Wild vs. Commercial Yeast Fermentations
I was also very fortunate to speak alongside James Callahan, winemaker at Rune Wines in Arizona (seriously… check out this winery!) and Michael Reidy, winemaker at Hazlitt 1852 Vineyards in New York. I thought both of these winemakers provided great insight into both the benefits and challenges associated with wild or commercial yeast fermentations.
One of the key themes that kept coming up was the fact that a winemaker can make amazing wine using wild yeast fermentations or they can make amazing wine from commercial yeast fermentations.
However, a winemaker can also make pretty terrible wine using wild yeast fermentations or they can make pretty terrible wine from commercial yeast fermentations.
I’d have to say this is very true. I’ve seen (and tasted) both extremes capitalizing on both fermentation strategies.
The key thing to remember is that when winemakers select wild yeast fermentations, the fermentation is almost always finished by a commercial yeast strain.

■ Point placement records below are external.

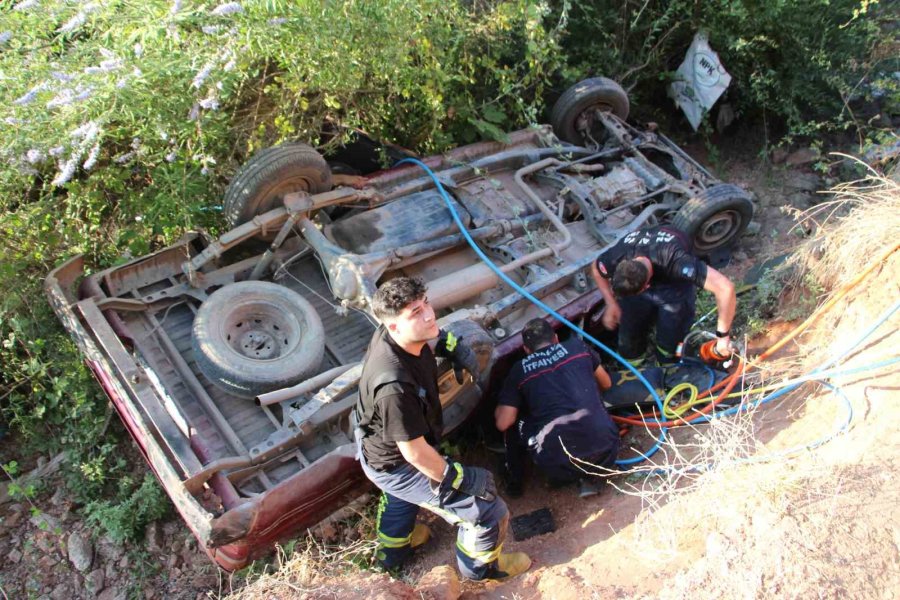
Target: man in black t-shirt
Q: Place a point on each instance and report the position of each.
(399, 425)
(550, 405)
(650, 276)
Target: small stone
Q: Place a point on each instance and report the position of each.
(806, 182)
(112, 593)
(61, 592)
(94, 581)
(440, 583)
(804, 156)
(800, 200)
(153, 537)
(328, 531)
(45, 522)
(12, 520)
(81, 553)
(779, 155)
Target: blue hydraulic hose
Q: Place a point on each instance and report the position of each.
(814, 374)
(506, 279)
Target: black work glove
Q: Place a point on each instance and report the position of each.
(460, 354)
(472, 481)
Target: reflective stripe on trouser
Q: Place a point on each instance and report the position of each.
(670, 307)
(482, 524)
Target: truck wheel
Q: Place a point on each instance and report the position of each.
(261, 184)
(254, 337)
(573, 114)
(715, 218)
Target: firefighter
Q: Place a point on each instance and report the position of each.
(399, 426)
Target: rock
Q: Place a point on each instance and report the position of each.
(804, 156)
(109, 551)
(81, 553)
(113, 593)
(94, 581)
(61, 592)
(800, 200)
(807, 182)
(779, 155)
(440, 583)
(45, 522)
(153, 537)
(205, 581)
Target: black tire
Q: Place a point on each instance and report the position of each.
(578, 103)
(254, 337)
(261, 184)
(715, 218)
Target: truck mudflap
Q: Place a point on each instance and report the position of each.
(86, 335)
(249, 527)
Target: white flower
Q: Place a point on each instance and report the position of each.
(111, 64)
(92, 158)
(66, 171)
(201, 76)
(29, 97)
(25, 5)
(88, 132)
(227, 9)
(210, 103)
(73, 23)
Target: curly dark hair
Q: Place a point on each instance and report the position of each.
(536, 334)
(630, 278)
(396, 294)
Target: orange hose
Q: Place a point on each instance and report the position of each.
(729, 382)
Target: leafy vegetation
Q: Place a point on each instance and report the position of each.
(124, 120)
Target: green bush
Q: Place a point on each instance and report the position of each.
(794, 63)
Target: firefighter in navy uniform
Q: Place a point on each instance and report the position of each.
(550, 408)
(399, 425)
(650, 276)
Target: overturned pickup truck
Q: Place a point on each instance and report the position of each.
(233, 361)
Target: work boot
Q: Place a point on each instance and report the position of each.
(421, 534)
(588, 488)
(510, 564)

The yeast is fairly ubiquitous and several studies have shown that once a commercial yeast strain is used in the winery, it pretty much hangs out in the winery for all time.
A few years ago, I was at a talk given by a UC Davis professor who showed us a map of the new winery that was built for the current Viticulture and Enology Department. They managed to show various populations of yeast and bacteria within the winery before a single grape hit the production floor.
In the early 2010s, about six wineries from Oregon evaluated the microflora in their grapes upon harvest vs. the microflora during primary fermentation. Many well-known Pinot Noir producers in Oregon emphasize the use of wild yeast fermentations. But what they found: the winery strains dominated the fermentations. If you’re lucky enough to log into Wine Business Monthly, you can see the article, here.
While these situations are well-documented, it really gives light to why the winery is so influential to the winemaker processes. What a winemaker does matters. This isn’t to say that wild yeast fermentations don’t contribute to complexity. They can. However, using commercial yeast strains can also create a complex wine. Some of the complexity comes from measures beyond primary fermentation yeast selection.
And that’s why understanding enology and the influence of various winemaking practices or procedures is so important.